At issue has been Dr Fauci's insistence (wrongly) that only RCTs matter. Of course that pushes things in the direction of pHarma funding of such typically expensive studies. The resultant patented drugs then can produce royalties that often accrue to the NIH budget and NIH researchers in a blatant conflict of interest.
The generic NIH funded RCTs seem from the outset designed to fail, not sure why. But several obvious RCTs on important topics were not funded at all which is Dr Prasad's complaint.
Makes sense.
And even if RCTs aren't the only valid epistemological process, it certainly can't hurt to conduct the handful that Dr V suggests.

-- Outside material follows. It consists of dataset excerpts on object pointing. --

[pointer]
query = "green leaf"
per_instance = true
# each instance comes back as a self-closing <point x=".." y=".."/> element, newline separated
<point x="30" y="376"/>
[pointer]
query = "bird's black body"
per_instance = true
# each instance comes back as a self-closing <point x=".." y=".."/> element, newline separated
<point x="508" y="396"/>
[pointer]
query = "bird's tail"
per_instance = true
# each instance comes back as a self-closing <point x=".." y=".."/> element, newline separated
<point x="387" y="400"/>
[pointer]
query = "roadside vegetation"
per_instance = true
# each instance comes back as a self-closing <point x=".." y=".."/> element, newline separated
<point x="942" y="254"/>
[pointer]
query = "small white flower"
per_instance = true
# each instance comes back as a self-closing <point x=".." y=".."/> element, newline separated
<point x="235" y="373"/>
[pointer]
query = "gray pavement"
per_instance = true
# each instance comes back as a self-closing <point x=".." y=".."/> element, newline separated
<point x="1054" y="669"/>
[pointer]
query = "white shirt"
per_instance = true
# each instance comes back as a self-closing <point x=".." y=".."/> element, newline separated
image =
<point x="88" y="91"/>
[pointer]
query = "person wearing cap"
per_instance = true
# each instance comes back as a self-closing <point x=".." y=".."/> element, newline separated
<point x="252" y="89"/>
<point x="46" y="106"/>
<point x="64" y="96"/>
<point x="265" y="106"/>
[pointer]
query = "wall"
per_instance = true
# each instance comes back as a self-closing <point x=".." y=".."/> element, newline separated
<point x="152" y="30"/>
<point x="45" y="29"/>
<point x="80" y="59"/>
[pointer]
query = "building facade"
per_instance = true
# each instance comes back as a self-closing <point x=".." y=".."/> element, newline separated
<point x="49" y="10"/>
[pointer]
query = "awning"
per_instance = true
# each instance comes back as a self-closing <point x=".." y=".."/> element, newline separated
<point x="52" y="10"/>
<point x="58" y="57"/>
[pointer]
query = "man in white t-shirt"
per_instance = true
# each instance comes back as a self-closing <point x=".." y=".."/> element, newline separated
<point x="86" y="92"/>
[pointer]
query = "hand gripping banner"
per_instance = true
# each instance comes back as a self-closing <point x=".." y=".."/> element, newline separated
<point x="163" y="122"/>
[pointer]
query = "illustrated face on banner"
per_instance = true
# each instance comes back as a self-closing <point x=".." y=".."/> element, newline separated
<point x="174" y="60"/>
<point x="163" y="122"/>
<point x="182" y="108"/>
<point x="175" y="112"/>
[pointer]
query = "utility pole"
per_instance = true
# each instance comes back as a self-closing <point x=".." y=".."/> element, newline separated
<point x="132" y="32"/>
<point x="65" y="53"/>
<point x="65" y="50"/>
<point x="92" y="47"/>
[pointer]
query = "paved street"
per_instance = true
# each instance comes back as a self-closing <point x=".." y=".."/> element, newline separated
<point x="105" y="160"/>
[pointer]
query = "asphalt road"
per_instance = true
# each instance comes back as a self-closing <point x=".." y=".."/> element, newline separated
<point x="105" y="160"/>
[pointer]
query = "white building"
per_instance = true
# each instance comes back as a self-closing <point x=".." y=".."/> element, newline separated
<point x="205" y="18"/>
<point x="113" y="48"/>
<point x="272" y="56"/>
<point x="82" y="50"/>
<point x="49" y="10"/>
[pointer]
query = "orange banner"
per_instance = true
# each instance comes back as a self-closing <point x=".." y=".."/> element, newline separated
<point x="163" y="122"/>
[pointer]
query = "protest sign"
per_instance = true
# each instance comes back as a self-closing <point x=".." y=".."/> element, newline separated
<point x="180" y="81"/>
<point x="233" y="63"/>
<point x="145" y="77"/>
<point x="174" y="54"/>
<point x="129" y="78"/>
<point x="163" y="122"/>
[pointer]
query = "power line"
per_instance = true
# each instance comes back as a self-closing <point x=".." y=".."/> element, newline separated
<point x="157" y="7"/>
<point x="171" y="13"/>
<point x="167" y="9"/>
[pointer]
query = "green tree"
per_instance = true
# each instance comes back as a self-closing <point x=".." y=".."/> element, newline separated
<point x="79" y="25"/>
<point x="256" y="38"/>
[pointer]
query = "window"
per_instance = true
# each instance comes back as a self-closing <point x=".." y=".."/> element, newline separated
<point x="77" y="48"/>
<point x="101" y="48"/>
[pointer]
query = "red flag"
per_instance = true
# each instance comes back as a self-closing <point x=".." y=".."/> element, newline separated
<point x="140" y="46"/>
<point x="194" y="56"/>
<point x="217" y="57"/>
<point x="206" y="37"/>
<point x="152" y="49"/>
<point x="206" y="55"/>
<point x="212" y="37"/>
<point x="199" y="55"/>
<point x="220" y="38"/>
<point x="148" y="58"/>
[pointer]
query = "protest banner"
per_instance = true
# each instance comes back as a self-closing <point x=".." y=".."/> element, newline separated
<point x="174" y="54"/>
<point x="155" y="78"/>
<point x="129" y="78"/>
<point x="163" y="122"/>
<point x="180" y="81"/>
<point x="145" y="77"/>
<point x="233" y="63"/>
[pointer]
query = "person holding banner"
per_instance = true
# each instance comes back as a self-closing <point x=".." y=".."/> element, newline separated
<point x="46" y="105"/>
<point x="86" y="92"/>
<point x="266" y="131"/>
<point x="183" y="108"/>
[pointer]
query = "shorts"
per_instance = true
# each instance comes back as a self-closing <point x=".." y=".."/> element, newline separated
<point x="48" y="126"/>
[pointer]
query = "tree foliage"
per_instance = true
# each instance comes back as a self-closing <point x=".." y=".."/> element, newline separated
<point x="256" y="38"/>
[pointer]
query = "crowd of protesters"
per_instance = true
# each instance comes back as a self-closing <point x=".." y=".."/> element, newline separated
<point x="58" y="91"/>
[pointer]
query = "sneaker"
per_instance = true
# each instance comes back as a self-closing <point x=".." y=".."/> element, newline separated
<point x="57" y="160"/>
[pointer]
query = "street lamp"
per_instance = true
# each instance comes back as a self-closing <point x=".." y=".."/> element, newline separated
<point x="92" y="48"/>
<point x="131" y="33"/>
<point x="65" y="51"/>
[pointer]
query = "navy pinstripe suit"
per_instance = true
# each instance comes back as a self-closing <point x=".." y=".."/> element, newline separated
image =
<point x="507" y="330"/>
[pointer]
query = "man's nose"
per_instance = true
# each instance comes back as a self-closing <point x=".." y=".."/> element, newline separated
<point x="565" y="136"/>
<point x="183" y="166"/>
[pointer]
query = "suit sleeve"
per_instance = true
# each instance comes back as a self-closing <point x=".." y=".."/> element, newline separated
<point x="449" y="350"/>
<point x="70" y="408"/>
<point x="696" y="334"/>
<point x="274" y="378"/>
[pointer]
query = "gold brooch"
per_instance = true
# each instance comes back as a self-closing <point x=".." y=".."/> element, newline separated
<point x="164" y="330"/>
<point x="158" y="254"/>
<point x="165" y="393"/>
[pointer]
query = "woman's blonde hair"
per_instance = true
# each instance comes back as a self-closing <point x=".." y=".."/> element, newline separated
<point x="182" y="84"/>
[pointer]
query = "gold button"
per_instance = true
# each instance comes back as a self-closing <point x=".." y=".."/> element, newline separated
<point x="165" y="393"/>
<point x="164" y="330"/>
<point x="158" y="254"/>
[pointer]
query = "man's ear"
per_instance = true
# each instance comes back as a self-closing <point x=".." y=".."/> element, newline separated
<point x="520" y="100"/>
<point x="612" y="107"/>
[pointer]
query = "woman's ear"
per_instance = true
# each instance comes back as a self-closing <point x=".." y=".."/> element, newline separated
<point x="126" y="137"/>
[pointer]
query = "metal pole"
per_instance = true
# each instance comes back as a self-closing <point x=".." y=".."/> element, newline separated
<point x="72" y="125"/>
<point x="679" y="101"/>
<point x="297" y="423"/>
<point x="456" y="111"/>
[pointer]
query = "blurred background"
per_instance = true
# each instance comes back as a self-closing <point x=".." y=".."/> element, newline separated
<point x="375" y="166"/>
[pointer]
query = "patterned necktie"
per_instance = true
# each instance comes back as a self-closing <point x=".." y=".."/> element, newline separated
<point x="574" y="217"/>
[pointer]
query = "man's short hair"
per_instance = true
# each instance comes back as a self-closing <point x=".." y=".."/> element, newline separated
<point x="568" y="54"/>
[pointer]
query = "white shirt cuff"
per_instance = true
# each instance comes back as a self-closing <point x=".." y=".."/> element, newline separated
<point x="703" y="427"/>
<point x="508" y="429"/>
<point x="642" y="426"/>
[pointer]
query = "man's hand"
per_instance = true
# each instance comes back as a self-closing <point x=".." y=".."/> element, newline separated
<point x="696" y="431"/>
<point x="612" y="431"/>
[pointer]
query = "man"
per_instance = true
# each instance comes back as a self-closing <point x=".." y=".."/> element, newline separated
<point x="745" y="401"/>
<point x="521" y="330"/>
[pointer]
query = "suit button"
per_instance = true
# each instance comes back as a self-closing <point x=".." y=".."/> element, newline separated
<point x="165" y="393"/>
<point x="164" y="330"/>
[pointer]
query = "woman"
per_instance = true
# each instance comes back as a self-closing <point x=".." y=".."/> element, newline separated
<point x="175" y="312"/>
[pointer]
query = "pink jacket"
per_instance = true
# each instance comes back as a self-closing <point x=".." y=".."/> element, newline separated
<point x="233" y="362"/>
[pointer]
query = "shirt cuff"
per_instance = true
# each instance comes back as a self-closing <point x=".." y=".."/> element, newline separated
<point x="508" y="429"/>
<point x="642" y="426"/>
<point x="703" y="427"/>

As Dr Atlas revealed - he arrived to meetings armed with papers to discuss with the technical staff who were not prepared to address the science. They were all about policy matters. So very odd that the technical staff were so ill informed, seemingly uninterested. Policy making is the power to influence and direct the public and should only be made by those accountable for those policies - by Congress representing the public. Seems like the technical advice was opinion rather than science despite all of Dr Fauci's posturing. Then groupthink took over to even eliminate any debate. Now I can't be sure of all that because I wasn't there so depend on observers like Atlas. Still I can't begin to understand how our officials did so poorly despite much funding.
Then Dr Brix complained about the data arriving to be interpreted. Three years in and we STILL don't have an adequate system of collection nor analyses. And now it seems there are efforts to even hide data that doesn't adhere to assumptions. The essence of science rests on refinement of data, development of new hypothesis to understand that data. We seem to have abandoned that and witness the failure of public health policy.
Great post. The failure was systemic. Where and how to reassemble the pieces of public health?
Clearly the CDC is run by people with a very special combination of skills rarely pulled together so effectively. Sadly those are hubris, incompetence and delusions of grandeur. The result wasn’t simply that they didn’t use the opportunity to learn something, contribute to science and help save lives. Instead, they published garbage, became a source of derision and misleading direction that has contributed significantly to loss of life and the unnecessary continuation of fear of simple unknowns.
I would love for the next CDC director to fire EVERYONE and then have them reapply for their job. Hire about half the people that were there before b/c the ones you hire will be intelligent. Then you can pay them MORE. Also make each currently fired employee explain WTH happened with Covid and their thoughts on why their institution failed so badly.
The CDC runs trials? Since when? Example?
It would be a reasonable thing for them to do, I'm just pointing out that that would be asking them to change their mission mid-public health crisis, and mid-budget cycle. Hard to run a trial without budget for it.
I guess the real critique is that there was not a war chest set aside to run these trials when the need arose. Like you, I sure wish there were. But that seems more a critique of the short-sightedness of representative democracy in general than of the CDC per se.
Interesting point. Don't they run the trials/write the studies they post in the MMWR? Even if you're right, their interpretation of observational studies is pathetic!